A clearer example of callback function from SOF:

//Define a type for the callback signature,
//it is not necessary, but makes life easier

//Function pointer called CallbackType that takes a float
//and returns an int
typedef int (*CallbackType)(float);  


void DoWork(CallbackType callback)
{
  float variable = 0.0f;

  //Do calculations

  //Call the callback with the variable, and retrieve the
  //result
  int result = callback(variable);

  //Do something with the result
}

int SomeCallback(float variable)
{
  int result;

  //Interpret variable

  return result;
}

int main(int argc, char ** argv)
{
  //Pass in SomeCallback to the DoWork
  DoWork(&SomeCallback);
}

Observers

This is a software design pattern where an object maintains a list of its dependent objects (observers) and notifies them by calling one of their methods. This will be presented in the next part of patterns.

Notification

Callbacks and observers tend to be created for a particular task, and the mechanism to use them is normally defined within the objects that need to perform the actual callback. An alternative solution is to build a centralized mechanism to send notifications, or events, between unconnected parts of the system. The sender does not need to know about the receiver beforehand, which lets us reduce coupling between the sender and the receiver.

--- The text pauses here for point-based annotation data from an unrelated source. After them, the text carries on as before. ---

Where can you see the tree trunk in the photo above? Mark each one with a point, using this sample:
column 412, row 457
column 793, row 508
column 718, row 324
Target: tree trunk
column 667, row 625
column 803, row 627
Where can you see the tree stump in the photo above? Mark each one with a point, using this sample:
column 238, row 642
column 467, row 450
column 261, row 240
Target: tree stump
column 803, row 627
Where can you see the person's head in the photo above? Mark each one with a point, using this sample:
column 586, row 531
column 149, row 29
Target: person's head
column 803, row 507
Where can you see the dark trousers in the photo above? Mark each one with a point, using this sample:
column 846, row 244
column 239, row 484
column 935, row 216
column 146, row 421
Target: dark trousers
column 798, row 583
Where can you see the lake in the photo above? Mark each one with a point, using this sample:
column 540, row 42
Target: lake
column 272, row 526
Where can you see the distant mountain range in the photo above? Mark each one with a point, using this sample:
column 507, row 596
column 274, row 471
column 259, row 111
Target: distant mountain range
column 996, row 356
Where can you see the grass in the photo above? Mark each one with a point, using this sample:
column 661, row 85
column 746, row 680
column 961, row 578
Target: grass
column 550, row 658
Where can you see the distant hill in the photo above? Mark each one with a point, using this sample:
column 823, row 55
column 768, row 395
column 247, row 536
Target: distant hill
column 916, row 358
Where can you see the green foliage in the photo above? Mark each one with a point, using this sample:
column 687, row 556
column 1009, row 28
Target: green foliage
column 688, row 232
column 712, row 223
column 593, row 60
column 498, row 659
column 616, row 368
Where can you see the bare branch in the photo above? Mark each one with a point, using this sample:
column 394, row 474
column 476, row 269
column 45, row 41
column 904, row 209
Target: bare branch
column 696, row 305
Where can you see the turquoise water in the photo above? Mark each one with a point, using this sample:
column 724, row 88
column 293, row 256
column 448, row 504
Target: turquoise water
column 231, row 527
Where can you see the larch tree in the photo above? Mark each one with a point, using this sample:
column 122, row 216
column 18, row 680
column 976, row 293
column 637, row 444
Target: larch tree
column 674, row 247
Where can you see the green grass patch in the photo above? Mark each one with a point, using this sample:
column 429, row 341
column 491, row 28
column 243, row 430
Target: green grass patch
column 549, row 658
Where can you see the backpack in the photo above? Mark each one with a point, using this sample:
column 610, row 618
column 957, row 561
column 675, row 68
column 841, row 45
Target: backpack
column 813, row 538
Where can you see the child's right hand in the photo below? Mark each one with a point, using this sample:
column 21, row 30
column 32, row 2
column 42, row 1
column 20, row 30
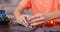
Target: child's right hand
column 23, row 20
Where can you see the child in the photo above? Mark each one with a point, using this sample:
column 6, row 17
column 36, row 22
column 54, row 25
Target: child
column 50, row 9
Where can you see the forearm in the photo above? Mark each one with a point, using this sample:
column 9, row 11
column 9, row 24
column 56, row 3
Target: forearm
column 53, row 15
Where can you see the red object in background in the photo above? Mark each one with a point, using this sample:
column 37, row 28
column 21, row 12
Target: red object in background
column 48, row 25
column 56, row 22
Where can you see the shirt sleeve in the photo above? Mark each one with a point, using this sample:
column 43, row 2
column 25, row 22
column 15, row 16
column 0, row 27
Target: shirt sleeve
column 28, row 5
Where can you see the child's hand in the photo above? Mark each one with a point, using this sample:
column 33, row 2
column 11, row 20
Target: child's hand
column 23, row 20
column 37, row 19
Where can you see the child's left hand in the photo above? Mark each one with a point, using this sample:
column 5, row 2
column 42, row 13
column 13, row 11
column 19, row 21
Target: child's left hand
column 37, row 18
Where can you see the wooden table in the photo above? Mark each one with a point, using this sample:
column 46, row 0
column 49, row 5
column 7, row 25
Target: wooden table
column 10, row 28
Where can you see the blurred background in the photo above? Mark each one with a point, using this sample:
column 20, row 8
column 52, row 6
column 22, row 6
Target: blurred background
column 9, row 6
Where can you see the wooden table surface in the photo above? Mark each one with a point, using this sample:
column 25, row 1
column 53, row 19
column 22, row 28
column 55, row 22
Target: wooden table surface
column 10, row 28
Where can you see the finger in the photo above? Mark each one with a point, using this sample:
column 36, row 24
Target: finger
column 20, row 21
column 35, row 16
column 37, row 23
column 37, row 19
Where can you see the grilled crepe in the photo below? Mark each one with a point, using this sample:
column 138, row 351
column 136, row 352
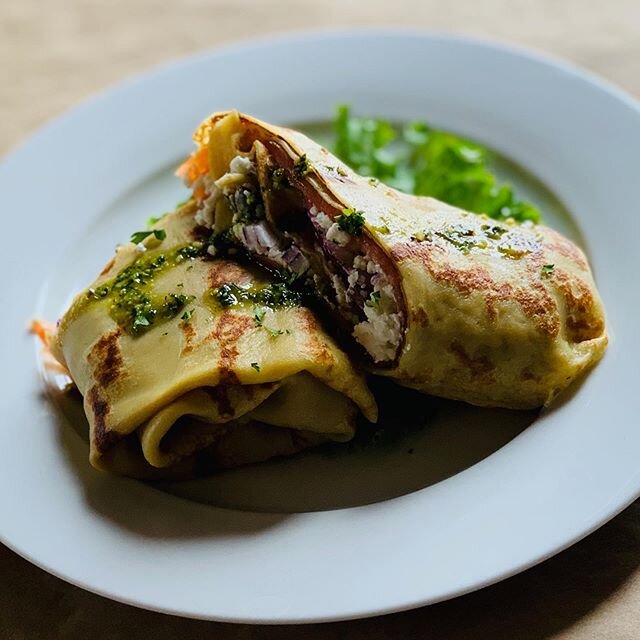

Stable, documented, and tested

A well-designed API should be stable and future proof. In this context, stable does not necessarily mean that the API never changes, but rather that the interface should be versioned and should not change incompatibly from one version to the next. Related to this, the term future proof means that an API should be designed to be extensible so that it can be evolved elegantly rather than changed chaotically.

A good API should also be well documented so that users have clear information about the capabilities, behavior, best practices, and error conditions for the API. Finally, there should be extensive automated tests written for the implementation of the API so that new changes can be made with the confidence that existing use cases have not been broken.